PARBOABOA, Jakara - Tensi politik nasional terus memanas. Presiden terpilih, Prabowo Subianto baru-baru ini melempar frasa politik yang multitafsir.
Pernyataan tersebut disinyalir bermaksud untuk menyinggung pihak-pihak yang tidak mau diajak bekerja sama dalam pemerintahannya nanti.
Dia menegaskan semua pihak yang tak mau bekerja sama untuk tidak mengganggu.
Pernyataan Itu disampaikan saat hadir di acara rapat koordinasi nasional atau Rakornas Partai Amanat Nasional (PAN) di Hotel JS Luwansa, Jakarta Selatan pada Kamis, (9/05/2024).
Prabowo memulai pembicaraannya dengan mengatakan kemajuan Indonesia saat ini tak dibendung lagi.
Kecuali, jelasnya, jika para elite Indonesia tidak bisa atau tidak mau diajak bekerja sama.
Maka dari itu, Prabowo mengakui bahwa pihaknya akan menjalankan pemerintahan bersama kekuatan yang mau diajak bekerja sama.

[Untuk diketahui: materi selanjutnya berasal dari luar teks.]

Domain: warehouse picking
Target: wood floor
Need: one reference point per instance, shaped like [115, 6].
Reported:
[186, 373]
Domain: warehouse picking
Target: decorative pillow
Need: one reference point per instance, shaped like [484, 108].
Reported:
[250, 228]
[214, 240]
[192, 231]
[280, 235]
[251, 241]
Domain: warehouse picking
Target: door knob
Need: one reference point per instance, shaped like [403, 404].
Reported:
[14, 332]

Dia pun tidak mempersoalkan jika ada yang memilih untuk tidak bergabung dengan pemerintahan.
Karena itu, ia meminta mereka tak bertingkah jika sudah menolak ajakan kerja sama. “Kalau sudah tidak mau diajak kerja sama, ya jangan mengganggu donk,” tegasnya.
Ketua Umum Partai Gerindra itu pun meminta kelompok tersebut untuk nonton saja, "kalau ada yang mau nonton di pinggir jalan, silahkan jadi penonton yang baik. Orang lagi pada mau kerja kok.”

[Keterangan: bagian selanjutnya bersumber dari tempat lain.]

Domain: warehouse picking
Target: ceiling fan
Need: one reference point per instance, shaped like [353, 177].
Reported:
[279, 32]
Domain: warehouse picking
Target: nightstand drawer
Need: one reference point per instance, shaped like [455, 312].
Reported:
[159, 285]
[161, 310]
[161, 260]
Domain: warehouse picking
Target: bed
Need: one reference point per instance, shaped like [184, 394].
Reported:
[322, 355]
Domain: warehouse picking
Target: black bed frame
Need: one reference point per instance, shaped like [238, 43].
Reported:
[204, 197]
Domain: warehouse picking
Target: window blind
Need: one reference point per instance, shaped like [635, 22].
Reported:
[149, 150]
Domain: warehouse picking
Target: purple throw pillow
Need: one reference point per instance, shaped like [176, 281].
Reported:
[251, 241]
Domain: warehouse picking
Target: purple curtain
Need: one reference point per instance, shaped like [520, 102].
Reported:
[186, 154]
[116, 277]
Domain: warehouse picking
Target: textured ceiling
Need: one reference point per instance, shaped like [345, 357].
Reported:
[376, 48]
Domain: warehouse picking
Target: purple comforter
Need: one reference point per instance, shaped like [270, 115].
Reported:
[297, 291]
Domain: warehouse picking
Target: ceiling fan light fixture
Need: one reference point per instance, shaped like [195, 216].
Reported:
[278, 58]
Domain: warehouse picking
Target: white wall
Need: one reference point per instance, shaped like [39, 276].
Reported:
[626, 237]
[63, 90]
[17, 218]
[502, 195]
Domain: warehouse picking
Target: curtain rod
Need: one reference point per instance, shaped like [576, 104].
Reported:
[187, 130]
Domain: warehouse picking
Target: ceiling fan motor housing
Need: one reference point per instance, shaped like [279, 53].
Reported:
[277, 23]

Kemudian ia mengklaim bahwa pihaknya ingin bekerja untuk mengamankan kekayaan bangsa Indonesia. Sekaligus ingin menghilangkan kelaparan di Tanah Air.
Tanggapan Partai Politik
Pernyataan Prabowo tersebut mendapat respon positif dari Partai Demokrat. Partai yang dipimpin AHY ini sepakat dengan Presiden Terpilih Prabowo Subianto tersebut.
Walau demikian, kata Ketua DPP Partai Demokrat Herman Khaeron,Prabowo akan terbuka jika ada yang memiliki ide dan gagasan besar untuk bangsa, "pernyataan Pak Prabowo, sudah benar," katanya kepada media, Sabtu (11/5/2024).

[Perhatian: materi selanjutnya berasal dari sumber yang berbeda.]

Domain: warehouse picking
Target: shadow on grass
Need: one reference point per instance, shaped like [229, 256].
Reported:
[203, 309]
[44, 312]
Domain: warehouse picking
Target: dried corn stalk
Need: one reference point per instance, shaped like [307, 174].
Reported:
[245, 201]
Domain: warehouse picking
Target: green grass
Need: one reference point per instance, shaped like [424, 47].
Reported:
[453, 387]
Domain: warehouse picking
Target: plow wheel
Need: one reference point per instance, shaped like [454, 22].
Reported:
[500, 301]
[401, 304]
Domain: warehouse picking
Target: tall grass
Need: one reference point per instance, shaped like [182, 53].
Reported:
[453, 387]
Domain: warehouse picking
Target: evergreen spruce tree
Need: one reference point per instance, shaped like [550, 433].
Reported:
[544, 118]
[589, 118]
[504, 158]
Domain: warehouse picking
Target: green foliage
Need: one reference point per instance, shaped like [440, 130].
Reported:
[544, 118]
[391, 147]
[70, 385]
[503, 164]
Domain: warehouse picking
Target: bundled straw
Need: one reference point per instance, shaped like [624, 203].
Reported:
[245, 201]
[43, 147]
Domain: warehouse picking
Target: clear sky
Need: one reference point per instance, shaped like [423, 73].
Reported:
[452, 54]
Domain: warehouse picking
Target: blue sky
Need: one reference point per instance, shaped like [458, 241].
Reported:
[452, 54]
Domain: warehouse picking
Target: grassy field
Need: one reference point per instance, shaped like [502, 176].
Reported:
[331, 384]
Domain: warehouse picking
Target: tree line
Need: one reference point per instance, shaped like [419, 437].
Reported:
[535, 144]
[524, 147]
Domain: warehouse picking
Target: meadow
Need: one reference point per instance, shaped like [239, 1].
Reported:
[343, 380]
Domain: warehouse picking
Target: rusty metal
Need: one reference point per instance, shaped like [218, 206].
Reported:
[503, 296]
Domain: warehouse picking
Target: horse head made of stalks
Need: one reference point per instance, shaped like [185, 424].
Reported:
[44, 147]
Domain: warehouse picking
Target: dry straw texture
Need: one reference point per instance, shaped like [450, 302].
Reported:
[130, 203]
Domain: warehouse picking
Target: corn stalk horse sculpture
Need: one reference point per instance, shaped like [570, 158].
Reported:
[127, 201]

Lebih lanjut ia menegaskan, Prabowo telah dan akan terus mengajak para pihak baik secara tertutup maupun terbuka untuk turut serta membangun bangsa.
Bahkan, jelasnya, siapapun yang memiliki gagasan, ide, dan bahkan kritikan terhadap perjalanan kepemimpinan bangsa, semestinya ke depan dapat bergabung dengan pemerintahan.
Herman menegaskan, semua itu juga demi kepentingan rakyat. Jika ada yang mengganggu, menurutnya, tentu akan menghambat kerja pemerintah dan berdampak ke rakyat.
Sementara Ketua Umum Partai Golkar Airlangga Hartarto, menjelaskan pada setiap pemerintahan pasti ada yang bergabung dan berada di luar pemerintahan.
Dia menerangkan, parlemen adalah forum untuk oposisi. Airlangga pun membuka pintu bagi pihak yang tak ingin bergabung dengan pemerintahan Prabowo-Gibran," ruang oposisi itu di Parlemen, silahkan ke sana," jelasnya di Jakarta, Sabtu (11/5/2024)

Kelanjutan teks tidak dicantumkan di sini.